“Are you kidding?” he said. He winced as soon as the words tumbled from his mouth. The old bat would never take him seriously if he gawped like a runny-nosed schoolboy. “I mean,” he tried to salvage, “that’s a valuable piece of property. Shouldn’t you be saving it as a nest egg for your, ah, golden years?” Which were right around the corner. She was in her mid-fifties, only a few years older than his own mother, but she looked more like one of his grandmother’s generation: skinny and sharp-boned, with her coarse gray hair twisted into a bun atop her head.

She snorted. “I got enough of a nest egg already. I want that house to go for a clinic. I want for no woman to ever have to go without medical care for her children.”

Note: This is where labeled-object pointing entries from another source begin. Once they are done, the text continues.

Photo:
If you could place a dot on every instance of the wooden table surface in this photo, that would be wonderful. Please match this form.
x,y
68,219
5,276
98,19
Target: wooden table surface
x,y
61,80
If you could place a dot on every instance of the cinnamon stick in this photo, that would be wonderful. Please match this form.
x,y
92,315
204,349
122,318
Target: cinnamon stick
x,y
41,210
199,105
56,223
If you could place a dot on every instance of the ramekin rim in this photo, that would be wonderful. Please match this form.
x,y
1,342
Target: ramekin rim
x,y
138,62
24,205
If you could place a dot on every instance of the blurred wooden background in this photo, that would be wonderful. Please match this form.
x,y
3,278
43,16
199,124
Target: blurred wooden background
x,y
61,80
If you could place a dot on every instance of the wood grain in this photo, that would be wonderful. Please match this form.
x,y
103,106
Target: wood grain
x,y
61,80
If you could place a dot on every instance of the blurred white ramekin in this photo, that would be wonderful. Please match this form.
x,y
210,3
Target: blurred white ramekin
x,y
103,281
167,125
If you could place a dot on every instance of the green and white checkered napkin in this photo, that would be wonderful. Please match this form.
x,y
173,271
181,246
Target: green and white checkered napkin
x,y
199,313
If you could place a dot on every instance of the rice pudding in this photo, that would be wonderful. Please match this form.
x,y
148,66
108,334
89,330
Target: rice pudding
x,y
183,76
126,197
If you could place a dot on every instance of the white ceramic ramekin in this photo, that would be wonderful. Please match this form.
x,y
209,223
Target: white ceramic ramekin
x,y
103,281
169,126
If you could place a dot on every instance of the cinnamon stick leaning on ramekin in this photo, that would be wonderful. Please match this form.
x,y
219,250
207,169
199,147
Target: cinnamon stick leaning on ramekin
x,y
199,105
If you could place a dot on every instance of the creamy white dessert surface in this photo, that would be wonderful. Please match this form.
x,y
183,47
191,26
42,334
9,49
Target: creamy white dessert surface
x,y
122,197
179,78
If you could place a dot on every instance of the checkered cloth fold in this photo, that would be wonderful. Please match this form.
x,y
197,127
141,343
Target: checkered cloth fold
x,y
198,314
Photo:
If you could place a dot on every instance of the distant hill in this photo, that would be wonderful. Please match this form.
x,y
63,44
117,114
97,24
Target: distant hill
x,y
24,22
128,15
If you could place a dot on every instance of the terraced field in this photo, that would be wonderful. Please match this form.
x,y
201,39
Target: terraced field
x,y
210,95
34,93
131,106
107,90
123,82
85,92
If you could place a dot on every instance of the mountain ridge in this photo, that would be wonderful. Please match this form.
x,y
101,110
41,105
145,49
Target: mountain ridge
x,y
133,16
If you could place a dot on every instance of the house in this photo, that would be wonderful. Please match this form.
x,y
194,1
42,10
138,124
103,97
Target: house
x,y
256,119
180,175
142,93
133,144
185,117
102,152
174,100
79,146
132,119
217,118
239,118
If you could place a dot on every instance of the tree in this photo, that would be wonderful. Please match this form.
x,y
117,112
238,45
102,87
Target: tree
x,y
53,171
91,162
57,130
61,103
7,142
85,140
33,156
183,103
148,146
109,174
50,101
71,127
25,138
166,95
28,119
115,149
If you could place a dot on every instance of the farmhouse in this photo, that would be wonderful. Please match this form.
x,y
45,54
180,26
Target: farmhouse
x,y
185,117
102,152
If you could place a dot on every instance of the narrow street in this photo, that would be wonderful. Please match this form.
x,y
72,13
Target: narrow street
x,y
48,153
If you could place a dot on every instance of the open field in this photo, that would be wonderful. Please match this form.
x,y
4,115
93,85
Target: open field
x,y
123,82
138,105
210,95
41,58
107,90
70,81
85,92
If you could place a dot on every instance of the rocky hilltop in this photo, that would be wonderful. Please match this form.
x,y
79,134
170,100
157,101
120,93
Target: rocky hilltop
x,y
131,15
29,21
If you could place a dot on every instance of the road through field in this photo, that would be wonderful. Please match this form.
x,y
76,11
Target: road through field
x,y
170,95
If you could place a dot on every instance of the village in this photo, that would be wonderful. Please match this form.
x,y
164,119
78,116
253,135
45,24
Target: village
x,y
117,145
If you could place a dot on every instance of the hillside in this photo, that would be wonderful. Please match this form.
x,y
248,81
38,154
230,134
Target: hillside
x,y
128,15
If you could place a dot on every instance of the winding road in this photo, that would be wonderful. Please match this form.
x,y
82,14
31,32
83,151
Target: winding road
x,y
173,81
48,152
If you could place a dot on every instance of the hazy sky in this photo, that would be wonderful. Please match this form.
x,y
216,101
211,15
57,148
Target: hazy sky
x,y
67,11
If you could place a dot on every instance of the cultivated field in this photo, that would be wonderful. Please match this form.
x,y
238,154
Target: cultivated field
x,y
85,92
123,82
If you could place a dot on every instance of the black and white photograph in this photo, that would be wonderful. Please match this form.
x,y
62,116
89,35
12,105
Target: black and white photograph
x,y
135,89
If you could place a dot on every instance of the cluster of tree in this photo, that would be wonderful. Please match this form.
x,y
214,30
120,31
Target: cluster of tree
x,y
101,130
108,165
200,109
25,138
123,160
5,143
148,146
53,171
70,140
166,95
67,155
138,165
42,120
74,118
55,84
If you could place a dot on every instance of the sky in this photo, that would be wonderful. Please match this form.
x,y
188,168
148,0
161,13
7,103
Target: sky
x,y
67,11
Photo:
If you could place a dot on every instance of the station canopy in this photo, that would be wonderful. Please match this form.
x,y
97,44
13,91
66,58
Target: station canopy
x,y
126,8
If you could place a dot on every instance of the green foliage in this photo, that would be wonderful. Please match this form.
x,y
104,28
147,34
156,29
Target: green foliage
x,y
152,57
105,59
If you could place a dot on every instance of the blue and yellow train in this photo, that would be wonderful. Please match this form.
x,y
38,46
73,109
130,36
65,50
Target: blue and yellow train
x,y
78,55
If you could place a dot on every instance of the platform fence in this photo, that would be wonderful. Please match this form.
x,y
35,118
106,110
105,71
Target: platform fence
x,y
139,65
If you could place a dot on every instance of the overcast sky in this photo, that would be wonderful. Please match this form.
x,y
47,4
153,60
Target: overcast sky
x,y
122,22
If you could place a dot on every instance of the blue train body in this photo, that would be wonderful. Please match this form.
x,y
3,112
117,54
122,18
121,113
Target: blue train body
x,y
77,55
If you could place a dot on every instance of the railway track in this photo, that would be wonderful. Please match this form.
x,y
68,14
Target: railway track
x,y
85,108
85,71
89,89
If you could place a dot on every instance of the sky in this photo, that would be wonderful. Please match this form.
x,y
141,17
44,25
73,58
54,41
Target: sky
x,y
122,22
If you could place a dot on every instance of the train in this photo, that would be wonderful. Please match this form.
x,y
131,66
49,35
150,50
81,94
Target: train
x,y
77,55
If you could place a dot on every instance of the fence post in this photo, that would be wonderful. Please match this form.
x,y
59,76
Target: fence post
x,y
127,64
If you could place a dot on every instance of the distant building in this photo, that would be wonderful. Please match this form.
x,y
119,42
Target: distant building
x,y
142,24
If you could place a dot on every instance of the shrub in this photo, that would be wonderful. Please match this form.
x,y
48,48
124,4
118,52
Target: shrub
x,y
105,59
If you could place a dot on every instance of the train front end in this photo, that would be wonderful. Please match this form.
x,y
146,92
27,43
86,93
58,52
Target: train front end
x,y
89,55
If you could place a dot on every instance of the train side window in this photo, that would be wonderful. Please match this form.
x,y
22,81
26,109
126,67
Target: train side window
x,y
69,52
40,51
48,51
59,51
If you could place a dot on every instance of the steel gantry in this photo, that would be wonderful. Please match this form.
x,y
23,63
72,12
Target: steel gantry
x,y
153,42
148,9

He pulled the manila folder containing her history with the firm out of a red-well file beside his desk. He flopped it open. “Of course, I understand. And I admire your altruism.” He found the copy of the senior Ketchem’s will, flipped it over to the paragraph outlining the disposition of realty, and read it. He almost smiled in relief as he laid the document on his blotter and turned it so Mrs. Ketchem could see. “Unfortunately, you aren’t able to sell or deed the farm. As you can see, it’s been left equally to you or your heirs and to your brother-in-law or his heirs.”

“I know that.” Her voice left no doubt that she thought him a fool. “David’s got no interest in running a farm. I’ll buy out his half.”

Norman blinked. “You’ll… buy out his half?”

“How long do you think it will take?”

“Gosh.” Norman stalled. He knew the faded neighborhood where Jane Ketchem lived in her modest house; knew her thirteen-year-old car, most likely held together by spit and wire; had seen her at Greuling’s Grocery, carefully counting out coins from a snap purse to pay her grocery bill. “Well, we’d have to get a commercial Realtor out there, and an auctioneer to value the livestock, and another for the personalty-that’s the effects inside the house…” How could he phrase this so as not to wound her pride? “I’m no expert, but I think the farm might easily be worth twenty thousand dollars. Maybe more.”